Given the considerable increase in capital we have seen over the past several years we think this is not a credit issue for the fundamentally strong and diversified banks. Instead, we consider the impact of low and negative interest rates to be much more of an equity story with a much smaller impact on the credit story. This is evidenced in much weaker bank share prices over the course of the past year or so and a decoupling in their performance when compared with bond spreads. The following chart shows that as banks stocks reach their lows there is increasingly less reaction from subordinated bank spreads.
Exhibit 4: Credit Spreads More Immune to Equity Weakness as Balance Sheets Have Become Stronger
Source: Bloomberg, Bloomberg Barclays, Western Asset. As of 31 Aug 2019. Past performance is no guarantee of future results. Indexes are unmanaged, and not available for direct investment. Index returns do not include fees or sales charges. This information is provided for illustrative purposes only and does not reflect the performance of an actual investment.
While credit fundamentals remain the dominant determinant of corporate bond spreads, the demand for the corporate asset class is increasingly influenced by the range of currency hedged yields available in the global government and corporate markets.
A basis point is one one-hundredth (1/100, or 0.01) of one percentage point.
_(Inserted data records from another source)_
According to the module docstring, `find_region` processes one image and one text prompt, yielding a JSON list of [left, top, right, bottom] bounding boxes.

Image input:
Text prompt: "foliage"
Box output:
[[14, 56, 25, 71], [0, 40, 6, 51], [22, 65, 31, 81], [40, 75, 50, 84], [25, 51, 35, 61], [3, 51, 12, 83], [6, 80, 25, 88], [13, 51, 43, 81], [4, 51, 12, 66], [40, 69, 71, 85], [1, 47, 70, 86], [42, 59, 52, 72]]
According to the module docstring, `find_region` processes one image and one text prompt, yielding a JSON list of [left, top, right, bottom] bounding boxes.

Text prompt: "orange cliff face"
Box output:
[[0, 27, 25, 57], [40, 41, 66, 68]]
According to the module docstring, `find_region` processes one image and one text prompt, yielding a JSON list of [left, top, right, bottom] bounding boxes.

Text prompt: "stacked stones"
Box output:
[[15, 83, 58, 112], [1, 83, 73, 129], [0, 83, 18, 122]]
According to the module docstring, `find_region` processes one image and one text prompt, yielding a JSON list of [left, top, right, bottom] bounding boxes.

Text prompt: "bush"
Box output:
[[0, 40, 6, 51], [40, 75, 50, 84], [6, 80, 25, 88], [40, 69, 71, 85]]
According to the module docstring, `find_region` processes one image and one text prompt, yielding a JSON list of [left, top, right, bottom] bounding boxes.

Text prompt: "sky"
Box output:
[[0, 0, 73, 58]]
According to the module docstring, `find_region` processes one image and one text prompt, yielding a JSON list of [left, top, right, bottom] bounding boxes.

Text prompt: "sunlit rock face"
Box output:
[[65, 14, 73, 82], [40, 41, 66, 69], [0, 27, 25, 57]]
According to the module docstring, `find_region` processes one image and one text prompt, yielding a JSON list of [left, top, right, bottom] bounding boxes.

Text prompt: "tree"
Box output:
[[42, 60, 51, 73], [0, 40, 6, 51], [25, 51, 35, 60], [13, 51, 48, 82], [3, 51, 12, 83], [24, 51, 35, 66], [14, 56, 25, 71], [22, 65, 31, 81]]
A credit spread is the difference in yield between two different types of fixed income securities with similar maturities, where the spread is due to a difference in creditworthiness.
The European Central Bank (ECB) is responsible for the monetary system of the European Union (EU) and the euro currency.
High yield, or below-investment grade bonds are those with a credit quality rating of BB or below.
Investment-grade bonds are those rated Aaa, Aa, A and Baa by Moody’s Investors Service and AAA, AA, A and BBB by Standard & Poor’s Ratings Service, or that have an equivalent rating by a nationally recognized statistical rating organization or are determined by the manager to be of equivalent quality.
Liquidity refers to the degree to which an asset or security can be bought or sold in the market without affecting the asset's price.
Mergers and acquisitions (M&A) is a general term used to refer to the consolidation of companies. A merger is a combination of two companies to form a new company, while an acquisition is the purchase of one company by another in which no new company is formed.
Net interest income is a financial performance measure that reflects the difference between the revenue generated from a bank's interest-bearing assets and expenses associated with paying on its interest-bearing liabilities.
Quantitative easing (QE) refers to a monetary policy implemented by a central bank in which it increases the excess reserves of the banking system through the direct purchase of debt securities.
Return on Equity (ROE) is the amount of net income returned as a percentage of shareholders equity. Return on equity measures a corporation's profitability by revealing how much profit a company generates with the money shareholders have invested. ROE is expressed as a percentage and calculated as: Return on Equity = Net Income/Shareholder's Equity.
U.S. Treasuries are direct debt obligations issued and backed by the "full faith and credit" of the U.S. government. The U.S. government guarantees the principal and interest payments on U.S. Treasuries when the securities are held to maturity. Unlike U.S. Treasury securities, debt securities issued by the federal agencies and instrumentalities and related investments may or may not be backed by the full faith and credit of the U.S. government. Even when the U.S. government guarantees principal and interest payments on securities, this guarantee does not apply to losses resulting from declines in the market value of these securities.